Laura was not a plaster saint; she was a generous, clamative, combative little creature of genius, full of humour, imagination, temperament and impulse.

Some one reading this memoir will perhaps say:

"I wonder what Laura and Margot were really like, what the differences and what the resemblances between them were."

The men who could answer this question best would be Lord
Gladstone, Arthur Balfour, Lord Midleton, Sir Rennell Rodd, or
Lord Curzon (of Kedleston). I can only say what I think the
differences and resemblances were.

Strictly speaking, I was better-looking than Laura, but she had rarer and more beautiful eyes. Brains are such a small part of people that I cannot judge of them as between her and me; and, at the age of twenty-three, when she died, few of us are at the height of our powers, but Laura made and left a deeper impression on the world in her short life than any one that I have ever known. What she really had to a greater degree than other people was true spirituality, a feeling of intimacy with the other world and a sense of the love and wisdom of God and His plan of life. Her mind was informed by true religion; and her heart was fixed. This did not prevent her from being a very great flirt. The first time that a man came to Glen and liked me better than Laura, she was immensely surprised—not more so than I was—and had it not been for the passionate love which we cherished for each other, there must inevitably have been much jealousy between us.

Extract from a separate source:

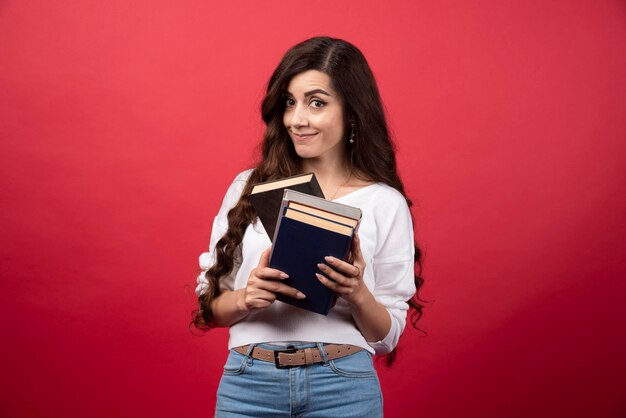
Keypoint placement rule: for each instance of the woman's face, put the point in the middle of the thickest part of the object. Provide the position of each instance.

On several occasions the same man proposed to both of us, and we had to find out from each other what our intentions were.

I only remember being hurt by Laura on one occasion and it came about in this way. We were always dressed alike, and as we were the same size; "M" and "L" had to be written in our clothes as we grew older.

One day, about the time of which I am writing, I was thirteen; I took a letter out of the pocket of what I thought was my skirt and read it; it was from Laura to my eldest sister Posie and, though I do not remember it all, one sentence was burnt into me:

"Does it not seem extraordinary that Margot should be teaching a
Sunday class?"

I wondered why any one should think it extraordinary! I went upstairs and cried in a small black cupboard, where I generally disappeared when life seemed too much for me.